Buna rağmen Holokost imgeleri her yerde. 2014 yılında Sırbistan Tarih Müzesi ‘Bir Halk Adına – Sırbistan’da Siyasi Baskı 1944-1953’ adlı, çok gündeme gelen bir sergi açtı. Burada hem yeni ortaya çıkan tarihi belgeler hem de komünist suçlar için deliller gösterilecekti. Bu suçlar suikast, kaçırılma ve tutuklanmalardan kolektivizasyon, siyasi davalar ve baskıya kadar uzanıyordu.

Sergide aslında gösterilen ise tamamen rastgele ve bağlamdan yoksun fotoğraflardı. Fotoğraflarda ‘komünizmin kurbanları’ olarak gösterilen kişilerin masumken bazıları aslında faşistlerle çalışan ortaklar, ihanet hükümeti üyeleri, sağcı milisler ve Mihver destekçisi Chetnik yanlılarıydı.

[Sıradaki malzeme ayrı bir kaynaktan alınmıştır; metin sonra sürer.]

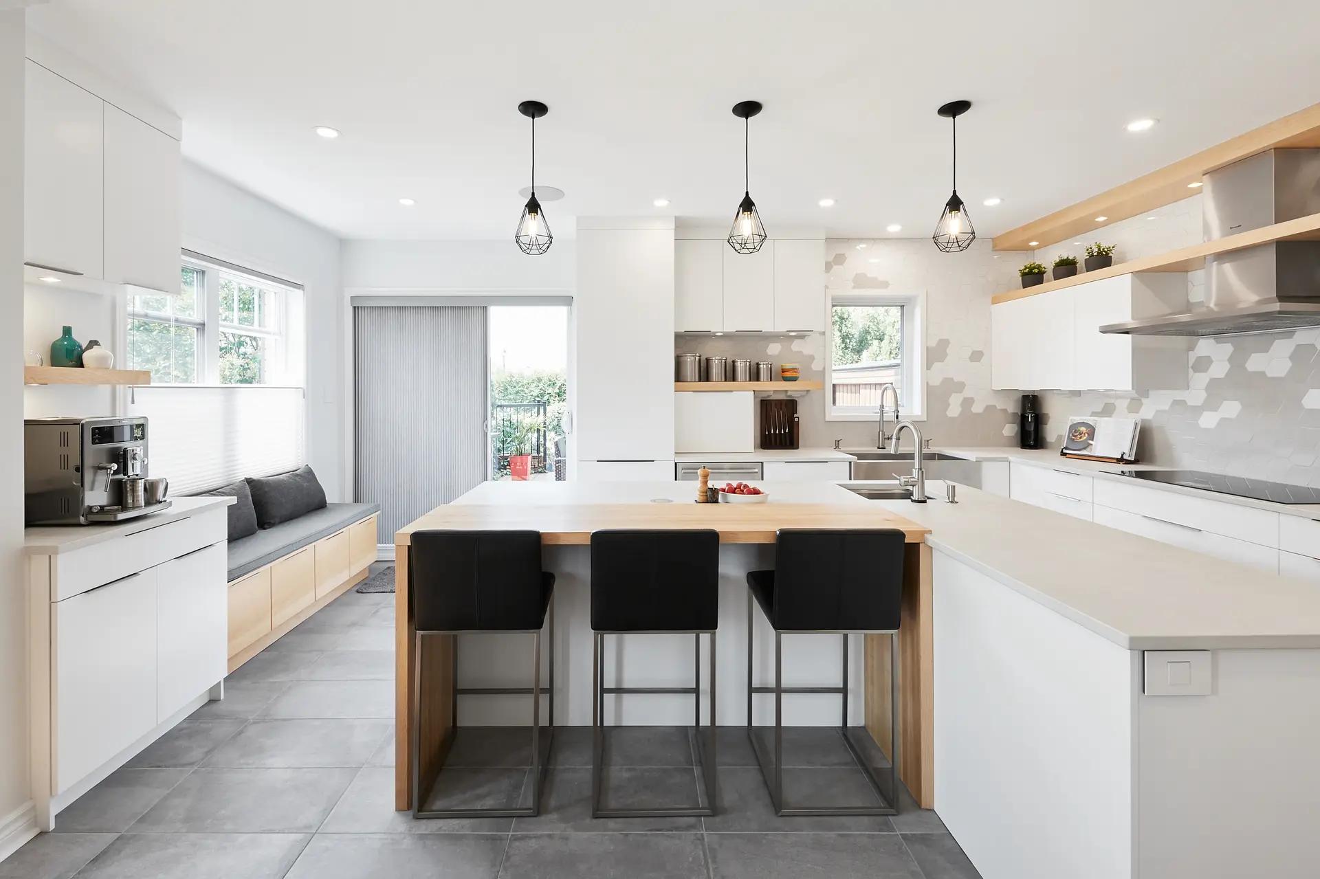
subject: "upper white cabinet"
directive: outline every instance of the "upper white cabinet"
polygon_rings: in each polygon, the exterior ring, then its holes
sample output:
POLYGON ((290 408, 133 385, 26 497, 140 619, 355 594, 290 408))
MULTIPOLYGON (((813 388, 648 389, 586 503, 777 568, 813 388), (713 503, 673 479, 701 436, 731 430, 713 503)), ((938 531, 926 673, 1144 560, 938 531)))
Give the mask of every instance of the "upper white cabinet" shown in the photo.
POLYGON ((673 243, 673 329, 710 330, 725 325, 725 251, 715 239, 673 243))
POLYGON ((106 104, 106 280, 180 292, 178 141, 106 104))
POLYGON ((775 243, 755 253, 725 247, 726 331, 775 329, 775 243))
POLYGON ((825 329, 825 242, 775 242, 775 329, 825 329))
POLYGON ((1151 273, 1121 275, 993 305, 991 384, 1024 391, 1185 388, 1185 339, 1100 331, 1106 323, 1185 304, 1185 275, 1151 273))
POLYGON ((106 104, 33 61, 24 84, 24 260, 99 278, 106 104))

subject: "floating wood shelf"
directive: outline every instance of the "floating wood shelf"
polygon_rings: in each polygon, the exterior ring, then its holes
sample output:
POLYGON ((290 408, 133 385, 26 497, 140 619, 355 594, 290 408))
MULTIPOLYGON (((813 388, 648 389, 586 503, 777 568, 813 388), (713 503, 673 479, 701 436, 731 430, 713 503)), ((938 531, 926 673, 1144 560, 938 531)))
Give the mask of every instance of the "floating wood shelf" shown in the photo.
POLYGON ((1320 240, 1320 214, 1311 214, 1309 216, 1299 216, 1298 219, 1287 220, 1284 223, 1253 228, 1250 231, 1238 232, 1237 235, 1229 235, 1228 238, 1220 238, 1213 242, 1201 242, 1200 244, 1183 247, 1176 251, 1170 251, 1168 253, 1144 256, 1139 260, 1130 260, 1127 263, 1119 263, 1118 265, 1110 265, 1107 269, 1082 272, 1081 275, 1065 277, 1061 281, 1048 281, 1045 284, 1038 284, 1036 286, 1028 286, 1020 290, 997 293, 990 298, 990 302, 994 305, 998 305, 999 302, 1011 302, 1028 296, 1040 296, 1041 293, 1049 293, 1051 290, 1061 290, 1067 286, 1090 284, 1092 281, 1104 281, 1106 277, 1117 277, 1119 275, 1137 275, 1138 272, 1195 272, 1196 269, 1205 267, 1206 256, 1241 251, 1249 247, 1257 247, 1258 244, 1269 244, 1270 242, 1302 240, 1320 240))
POLYGON ((820 391, 820 381, 675 381, 675 391, 820 391))
POLYGON ((86 370, 83 367, 22 367, 24 384, 150 384, 147 370, 86 370))
POLYGON ((1102 224, 1117 223, 1172 205, 1200 191, 1188 189, 1188 183, 1199 182, 1201 177, 1217 168, 1232 165, 1267 149, 1304 146, 1320 146, 1320 104, 1299 110, 1222 144, 1203 149, 1195 156, 1166 165, 1144 177, 1138 177, 1100 195, 1069 205, 1002 235, 995 235, 994 249, 1030 251, 1034 249, 1031 242, 1048 245, 1064 239, 1085 236, 1097 228, 1097 216, 1105 218, 1102 224))

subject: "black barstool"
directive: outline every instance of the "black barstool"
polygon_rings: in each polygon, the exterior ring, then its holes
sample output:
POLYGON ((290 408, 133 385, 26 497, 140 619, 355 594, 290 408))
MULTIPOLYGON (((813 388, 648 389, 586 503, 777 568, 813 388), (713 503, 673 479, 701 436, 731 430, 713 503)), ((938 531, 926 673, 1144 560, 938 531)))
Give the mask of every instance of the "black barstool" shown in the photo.
POLYGON ((775 570, 747 573, 747 735, 756 763, 770 787, 779 816, 846 816, 898 813, 899 763, 899 619, 903 602, 904 535, 896 529, 826 531, 783 529, 775 536, 775 570), (775 630, 775 685, 754 686, 752 678, 752 598, 775 630), (783 645, 785 634, 842 635, 842 686, 784 686, 783 645), (891 698, 892 734, 888 791, 870 760, 849 736, 847 723, 847 637, 849 635, 892 635, 891 698), (752 696, 775 694, 774 773, 752 727, 752 696), (853 760, 866 775, 880 806, 789 806, 784 802, 784 711, 785 693, 838 693, 843 697, 840 734, 853 760))
POLYGON ((413 817, 527 817, 540 813, 541 781, 541 628, 549 615, 549 715, 545 750, 554 738, 554 574, 541 570, 541 535, 536 531, 414 531, 408 566, 408 595, 417 627, 416 651, 432 635, 451 635, 450 732, 447 752, 458 732, 459 696, 532 697, 532 804, 525 808, 424 809, 430 791, 421 789, 418 754, 421 731, 421 673, 414 674, 413 817), (458 635, 465 632, 523 632, 532 636, 532 686, 458 686, 458 635))
POLYGON ((591 817, 714 814, 715 804, 715 628, 719 623, 719 533, 715 531, 598 531, 591 535, 591 817), (606 635, 692 635, 697 669, 693 686, 605 686, 606 635), (701 736, 701 636, 710 636, 709 742, 701 736), (692 694, 693 735, 705 781, 706 805, 643 809, 601 808, 601 726, 605 694, 692 694))

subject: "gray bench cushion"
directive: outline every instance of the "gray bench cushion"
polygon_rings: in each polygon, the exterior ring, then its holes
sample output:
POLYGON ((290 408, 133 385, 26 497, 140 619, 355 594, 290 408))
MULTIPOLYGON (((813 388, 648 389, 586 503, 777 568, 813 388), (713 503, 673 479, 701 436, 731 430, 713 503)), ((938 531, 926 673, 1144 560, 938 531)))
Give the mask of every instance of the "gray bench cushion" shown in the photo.
POLYGON ((230 542, 230 582, 374 512, 380 512, 380 504, 326 504, 251 537, 235 540, 230 542))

Ama en şok edici görüntü Buchenwald kampında Elie Wiesel’in de içinde olduğu Buchenwald kampındaki tutukluların fotoğrafı. Amerikan askeri Harry Miller fotoğrafı kampın kurtuluşu sırasında 1945 Nisan’da çekmiş. Belgrad sergisinde bu ünlü resim Adriyatik adası Goli Otok’taki komünist dönem siyasi tutukluların hapsedildiği kampla ilgili bölüme konulmuş. Bu resimler “Goli Otok tutuklularının yaşam şartlarını” gösteriyormuş.

Bu yanlış temsil ortaya çıktıktan sonra bile Buchenwald fotoğrafı Mayıs 2014’teki ziyaretim sırasında sergide kaldı. Bir süre sonra Holokost tarihçilerinin eleştirileri üzerine resmin altına “Dachau kampında tutuklu ranzaları” diyen bir kâğıt parçası bantlandı.Bu resmin Dachau değil Buchenwald’dan olduğuna olan umursamazlık Sırbistan’da Holokost’a olan genel ilgisizliğin belirgin bir örneği.

İkinci Dünya Savaşı geçmişiyle ciddi sorunları olan ve kendi Ustaşa faşist rejiminin mirasıyla yüzleşemeyen Hırvatistan’da Holokost hafızasının en önemli ve tartışmalı alanı Jasenovac. Jasenovac kampında 85 bin Sırp, Yahudi ve Roman anlatılamayacak korkunç şekillerde öldürüldü. Hırvatistan’da son yıllarda ortaya çıkan yeni anlatıma göre ise Jasenovac’ın ‘abartıldığı’ ve yüksek ölüm sayısının Yugoslac komünist ve Sırp milliyetçileri tarafından arttırıldı.

Jasenovac toplama kampında ölenler için Hırvatistan’da yapılan bir anma, Nisan 2016. Fotoğraf: EPA/ANTONIO BAT.

Bu anlatım Jasenovac’ın faşist bir kamp değil, komünistler tarafından ‘Hırvat yurtseverlerin toplu katlinin’ mekânı olarak savaşın sonunda kullanıldığı iddiasına da dönüştü. Anlatımın bu hali ‘komünist’ kampın gerçeklerini arayan yeni bir araştırma ‘enstitüsü’ dahil birçok revizyonist tarihçi tarafından üretilmeye ve tekrarlanmaya başladı.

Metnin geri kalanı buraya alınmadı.